A Better World - Marcus Sakey
When we last saw Nick Cooper (“Just ‘Cooper,’ please”…) he’d tossed his job. To be more accurate, he tossed his boss – off the roof of a 12-story building. The guy deserved it, though, and so Cooper’s been rewarded with a new job: he’s a special advisor to the President. The country’s a mess, though, and the situation in the Oval Office isn’t a whole lot better.
Out in flyover-land, Cleveland to be exact, Ethan Park and his family had finally become accustomed to suburban life when “The Children of Darwin” cut that city (and two others) off from the rest of the country. First there were empty shelves in the groceries, and then the power went off. And finally, the mistake by the lake was quarantined by armed soldiers. Cooper knew from analyzing the patterns – his special gift – that this was all part of a plan, a plan that he’d been tricked into setting in motion. Not only did he set it in motion, but by doing so he made the mastermind untouchable. Cooper could sense what was coming, and knew that it ain’t gonna be pretty. Can you say “civil war”? A war between “normal” and “abnormals”? Well, that’s what he saw coming… |
Marcus Sakey’s alternate reality, first posited in Brilliance, continues to unwind in the second installment of the series, A Better World. It’s little different from the reality in which we already live, except that starting about 35 years ago, one in every thousand or so people was born an “abnormal.” You could think of these abnormals as sort of a modern equivalent of the Roman (or Greek) pantheon of the gods: you’ve got your god of patterns, goddess of hiding, goddess of organization, god of statistics… Small wonder that many normals, worldwide, are threatened by the thought that the abnormals might organize.
While Brilliance put Sakey on the map as a writer of speculative fiction (he was already on the map as a mystery/thriller writer for novels such as Good People and The Amateurs), this second chapter in the saga feels more like a placeholder. It moves the story forward, to be sure, but it lacks the pacing and immediacy of the first novel in the series. In that sense, it’s a good deal like the middle book of many trilogies, the one in which the questing party splits up and the action forks.

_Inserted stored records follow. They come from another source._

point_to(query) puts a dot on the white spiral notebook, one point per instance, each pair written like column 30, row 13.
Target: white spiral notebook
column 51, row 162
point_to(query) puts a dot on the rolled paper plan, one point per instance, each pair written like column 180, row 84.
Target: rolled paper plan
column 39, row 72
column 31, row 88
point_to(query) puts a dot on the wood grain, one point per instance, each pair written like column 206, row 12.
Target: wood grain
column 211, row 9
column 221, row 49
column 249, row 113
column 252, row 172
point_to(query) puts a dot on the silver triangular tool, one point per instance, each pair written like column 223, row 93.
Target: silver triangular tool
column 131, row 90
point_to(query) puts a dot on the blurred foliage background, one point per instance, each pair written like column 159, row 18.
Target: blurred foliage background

A Better World doesn’t do much more than reopen the presumed closure at the end of Brilliance and carry the action forward. There’s little introduced that’s new, and nothing takes place that wasn’t fairly predictable from the get-go. The characters don’t change, with the exception of a couple of stereotypical politicos, and most of what happens is fairly unremarkable.
Given the slam-bang opening salvo Sakey fired in Brilliance, A Better World is somewhat disappointing. The epilogue, however, offers hope that the next installment will make up for the letdown.